Deputy Prosecutor Scott Bell told jurors Boinville, a Brazilian native and educational assistant at Sunset Elementary School, brought her daughter with her after school to the beachfront house at 59-553 Ke Iki Road, which she occasionally cleaned.
They arrived in the family’s gold four-door pickup truck, and Emery sat in the back seat watching a movie while her mother went into the house, Bell said.
Bell said Brown carried her inside the house and told her, “We killed your mom.”
He took the girl upstairs and tied her hands and feet to the foot of the bed, and covered her mouth with packing tape.
At 3 p.m. an Australian man who rented the house arrived with his friend and saw the truck and the door open and entered. He heard two sets of footsteps upstairs, found the body lying facedown in a pool of blood and quickly retreated to call 911, Bell said.
Emery later described to her father that “a boy with green hair and a girl with pinkish and reddish hair” were responsible for what happened, Bell said.
Emery’s father put that
information out on social media and soon got a photo of the couple, whom she immediately recognized, Bell said.
In the courtroom, Brown no longer sported the curly green hair he did at 23. Instead, his brown hair was pulled back in a bun, and he wore a white shirt and a light-colored plaid jacket with tan pants.
He lowered his head when photos of Boinville’s bloody body, her head covered with a plastic bag, were shown during an evidence specialist’s testimony.
Bell described Boinville’s sharp and blunt force injuries, and chop wounds cleaving into the bone, causing fractures, her wrists and ankles bound with cord, her hands and arms stabbed with defensive wounds, cuts to her face, head injuries, including brain injury, and stab wounds to her throat.
He presented photos taken by a police evidence specialist as well as the
actual items, including a bloody kitchen knife, folding pocketknife and machete.
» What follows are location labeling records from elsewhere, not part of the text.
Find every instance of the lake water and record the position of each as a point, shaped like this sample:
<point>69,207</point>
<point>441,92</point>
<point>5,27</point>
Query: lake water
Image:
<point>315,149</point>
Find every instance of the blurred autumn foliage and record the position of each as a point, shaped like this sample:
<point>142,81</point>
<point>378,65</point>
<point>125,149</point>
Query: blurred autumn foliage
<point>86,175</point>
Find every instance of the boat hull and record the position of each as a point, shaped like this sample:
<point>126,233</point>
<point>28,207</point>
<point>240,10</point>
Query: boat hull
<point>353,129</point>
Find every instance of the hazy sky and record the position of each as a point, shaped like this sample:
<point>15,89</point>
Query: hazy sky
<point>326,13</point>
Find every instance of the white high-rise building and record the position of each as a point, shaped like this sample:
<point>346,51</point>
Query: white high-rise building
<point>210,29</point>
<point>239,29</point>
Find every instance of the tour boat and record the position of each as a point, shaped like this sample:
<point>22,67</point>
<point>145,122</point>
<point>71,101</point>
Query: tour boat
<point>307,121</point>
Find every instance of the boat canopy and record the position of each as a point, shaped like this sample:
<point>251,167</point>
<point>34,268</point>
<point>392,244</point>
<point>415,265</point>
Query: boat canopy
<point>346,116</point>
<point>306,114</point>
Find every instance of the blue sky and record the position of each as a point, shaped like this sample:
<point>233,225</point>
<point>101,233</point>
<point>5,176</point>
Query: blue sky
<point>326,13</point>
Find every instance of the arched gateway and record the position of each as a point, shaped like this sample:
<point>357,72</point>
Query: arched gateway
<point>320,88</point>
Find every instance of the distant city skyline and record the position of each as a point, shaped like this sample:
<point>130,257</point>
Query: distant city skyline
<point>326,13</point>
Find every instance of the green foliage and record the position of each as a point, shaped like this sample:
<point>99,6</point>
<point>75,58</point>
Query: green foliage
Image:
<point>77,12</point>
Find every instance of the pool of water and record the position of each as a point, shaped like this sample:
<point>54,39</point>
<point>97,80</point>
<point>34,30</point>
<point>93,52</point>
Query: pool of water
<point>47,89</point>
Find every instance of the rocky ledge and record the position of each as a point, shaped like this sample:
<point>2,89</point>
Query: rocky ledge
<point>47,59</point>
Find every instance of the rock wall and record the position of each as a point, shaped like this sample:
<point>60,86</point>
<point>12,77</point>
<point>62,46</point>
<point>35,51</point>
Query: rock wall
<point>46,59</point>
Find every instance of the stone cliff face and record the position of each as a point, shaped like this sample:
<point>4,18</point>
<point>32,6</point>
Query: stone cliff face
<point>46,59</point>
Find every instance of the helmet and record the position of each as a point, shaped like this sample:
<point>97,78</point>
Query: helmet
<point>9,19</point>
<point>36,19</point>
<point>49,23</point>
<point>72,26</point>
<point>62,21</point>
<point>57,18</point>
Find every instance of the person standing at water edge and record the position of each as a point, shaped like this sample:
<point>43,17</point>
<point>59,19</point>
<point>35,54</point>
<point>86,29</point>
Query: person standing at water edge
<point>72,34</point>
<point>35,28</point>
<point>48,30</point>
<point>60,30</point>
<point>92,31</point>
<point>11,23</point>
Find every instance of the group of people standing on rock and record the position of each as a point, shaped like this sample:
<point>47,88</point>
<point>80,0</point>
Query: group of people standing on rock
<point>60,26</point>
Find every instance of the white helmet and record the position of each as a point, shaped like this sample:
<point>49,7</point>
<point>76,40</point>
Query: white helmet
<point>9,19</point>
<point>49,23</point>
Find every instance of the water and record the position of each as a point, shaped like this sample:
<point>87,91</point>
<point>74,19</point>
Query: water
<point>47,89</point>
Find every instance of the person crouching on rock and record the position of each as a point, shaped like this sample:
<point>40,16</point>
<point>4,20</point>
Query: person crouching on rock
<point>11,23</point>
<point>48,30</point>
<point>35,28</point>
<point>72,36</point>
A hammer and metal meat-tenderizing instrument were lying in blood next to her body. The defense noted that a baseball bat, entered into evidence, had no blood or DNA on it.
Tips led police to Mililani Town Center, where the truck and the pair were found and arrested.
Bell said Brown told police, “You should have killed me,” and, “Just kill me
already.”
Brown was taken to the police station with a brief stop at the hospital. Police tried to cover with paper and tape his hands and arms, which were covered with a bloodlike substance, Bell said. He tore off the paper and “began to lick the blood off,” he said.
Brown’s shorts and shoes were stained with a bloodlike substance, and keys to the pickup were found in the police car he was transported in, Bell said.
His fingerprints and DNA were found on a variety of items.
Bell said Dandurand was found wearing Boinville’s shell earrings that her husband had made. She also had the 51-year-old’s debit card in her pocket and Emery’s purple backpack.